Chromatography: The Colour World of Scholten & Baijings

Coinciding with Salone del Mobile 2017, Herman Miller and Maharam present “Chromatography: The Colour World of Scholten & Baijings” at Herman Miller in Milan. The colourful exhibition was designed by Amsterdam-based Scholten & Baijings, and serves not only as the worldwide debut of three new textiles they created in collaboration with the Maharam Design Studio—Mesh, Tracery, and Pare—but also as the global premiere of the designers’ inaugural furniture collection for Herman Miller—the ColourForm Sofa Group.

Scholten & Baijings sculpt in pattern, texture, and colour. When designing furniture, they consider the play of light and shadow, and the geometry of forms that comfortably host a variety of human postures.
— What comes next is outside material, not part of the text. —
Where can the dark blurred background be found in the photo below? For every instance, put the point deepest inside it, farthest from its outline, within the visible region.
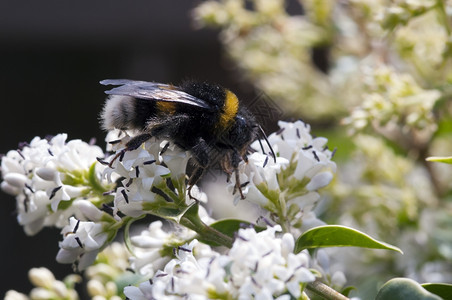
(53, 53)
The ColourForm Sofa Group, Scholten & Baijings’s first furniture collection for Herman Miller, is the perfect expression of its designers’ artistic process. Throughout their practice the designers emphasize multiplicity and combination with their designs, and, in their ColourForm Sofa Group, the result is a vocabulary of multiple lounge seating pieces, including two- or three-seat sofas with or without arms, a club chair, ottoman, bench, sectional, and a distinctive tête-à-tête. “We create options and possibilities because a product is produced and reproduced many times,” notes Scholten. “We want to give a feeling to each one that it could be unique.” “And while we want to leave those choices and possibilities to the consumer in the end,” adds Baijings, “at the same time we like to show how it’s nice to combine certain elements or selections to demonstrate how it all can work together.” As intended, each piece of the ColourForm Sofa Group can stand alone or be combined with others to provide a place for work, play, or respite.

In “Chromatography: The Colour World of Scholten & Baijings,” the ColourForm Sofa Group was presented in the new Pare and Tracery textiles, in multiple colourways. Throughout their career as industrial designers, Scholten & Baijings have proved themselves to be acutely sensitive colourists—devising a hands-on, process-oriented methodology to arrive at unique hues and fresh palettes. Reflecting their focus on nuanced colour and refined geometric patterning, the designers’ new products with Maharam shift from the boldness of their past collaborations to more intimate textile surfaces that invite further observation.